Bestselling author De’nesha Diamond brings her dynamic storytelling talent to D.C.’s treacherous corridors of power—where scandal is merely the first move in a high-stakes game that makes its own rules . . .
Six years after a harrowing abduction, Abrianna Parker is forced to repay a debt that she never owed. Her only option is to trade working the gentlemen’s clubs for an elite escort service. But getting framed for a high-profile murder isn’t what the cool-headed beauty signed up for . . .
With police, government agencies, and a lethal third party on her trail, Abrianna will have to use all her resources to clear her name. That includes trusting an ex-con—and an attraction as incendiary as the lies they must expose. Now, as Abrianna puts her hard-won instincts and a team of street-rebels in play, secrets are their only chance to dismantle a powerful web of corruption—or be buried without a trace . . .
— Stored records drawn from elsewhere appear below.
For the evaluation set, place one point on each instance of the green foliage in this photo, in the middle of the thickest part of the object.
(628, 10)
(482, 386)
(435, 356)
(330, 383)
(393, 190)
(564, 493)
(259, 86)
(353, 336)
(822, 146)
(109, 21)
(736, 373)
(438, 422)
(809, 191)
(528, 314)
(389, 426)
“This first story in the Parker Crime series believably takes readers from seedy streets to strip clubs and all the way to the White House with aplomb. Excitement abounds for the next book in the series!”
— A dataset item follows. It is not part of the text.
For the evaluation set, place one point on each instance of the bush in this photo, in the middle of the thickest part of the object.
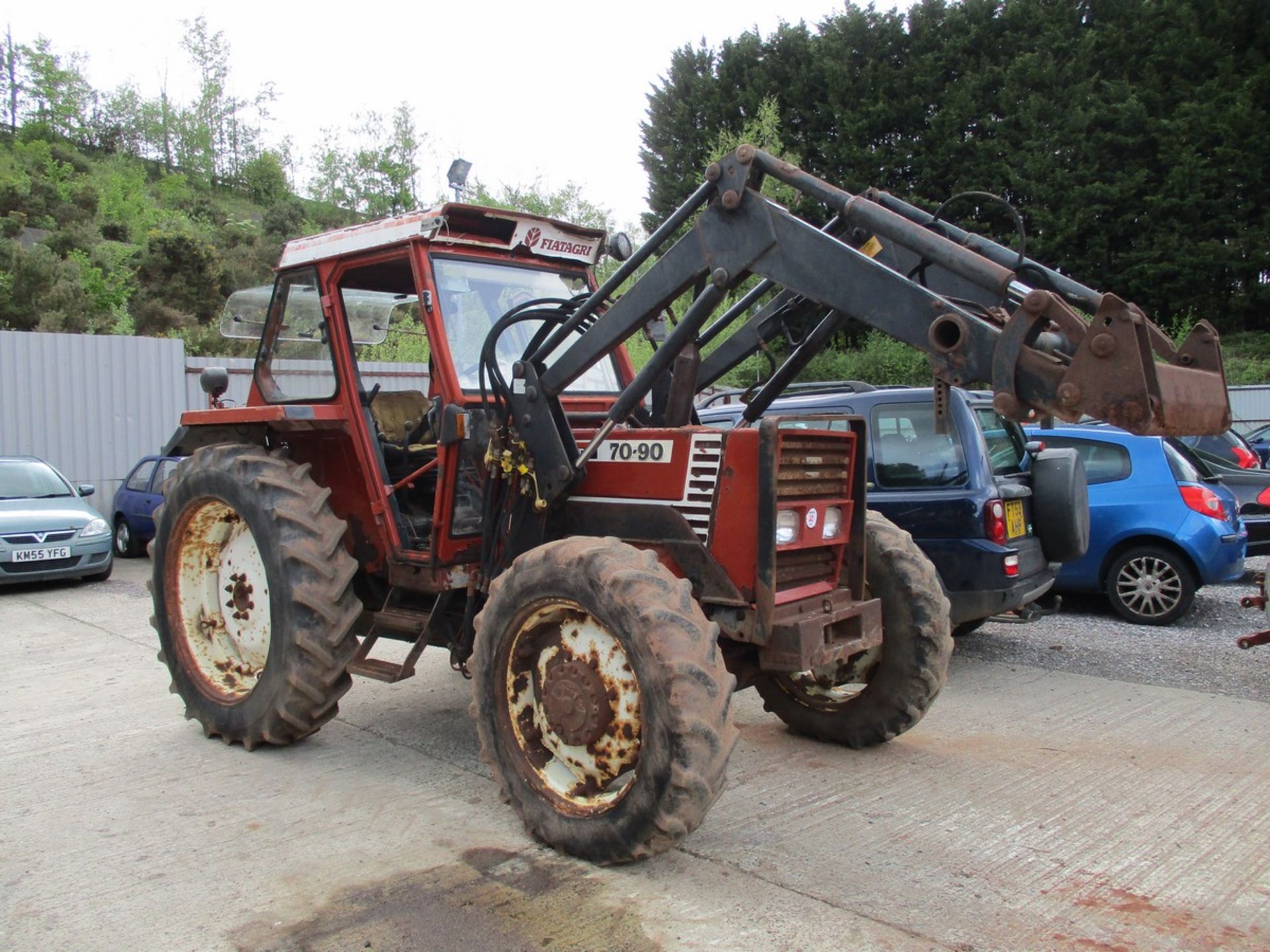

—RT Book Reviews on Conspiracy
About the Author
DE’NESHA DIAMOND is the author of almost a dozen street lit novels and short stories, including the gritty Desperate Hoodwives tales. This edgy Memphis native aims to deliver hope in tales that walk the fine line between glorifying thug life and telling it like it is. Visit De’nesha online at DeneshaDiamond.com.
Read an Excerpt
By De'nesha Diamond
KENSINGTON PUBLISHING CORP.Copyright © 2017 De'nesha Diamond
All rights reserved.
Washington, D.C. Winter
A scared and hungry fourteen-year-old Abrianna Parker stepped out of Union Station and into the dead of night. The exhilaration she'd felt a mere hour ago evaporated the second D.C.'s blistering wind sliced through her thin leather jacket and settled somewhere in her bones' marrow. A new reality slammed into her with the force of a ton of bricks — and left her reeling.
"Where is he?" she whispered as she scanned the growing crowd. Abrianna was more than an hour late to meet Shawn, but it couldn't have been helped. Leaving her home had proved to be much harder than she'd originally realized. After several close calls, she'd managed to escape the house of horrors with a steel determination to never look back. Nothing could ever make her return.
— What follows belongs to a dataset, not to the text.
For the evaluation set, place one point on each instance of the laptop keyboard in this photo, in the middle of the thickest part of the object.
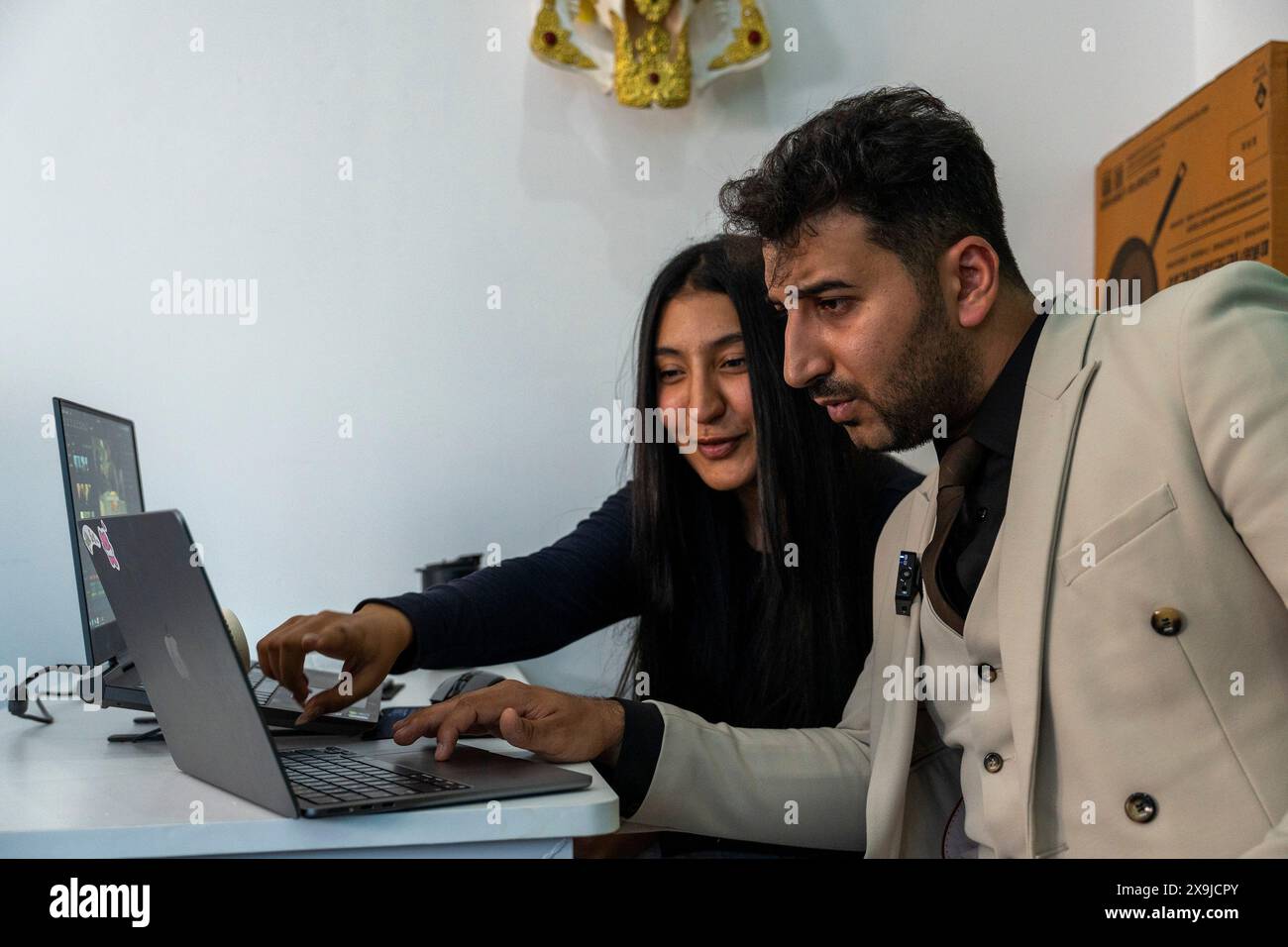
(334, 775)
Now it appeared that she'd missed her chance to link up with her best friend from school, or rather they used to go the same high school, before Shawn's father discovered that he was gay, beat the hell out of him, and then threw him out of the house. Miraculously, Shawn had said that it was the best thing to have ever happened to him. Over the past year, he'd found other teenagers like him living out on the streets of D.C. His eclectic group of friends was better than any blood family, he'd boasted often during their frequent text messages.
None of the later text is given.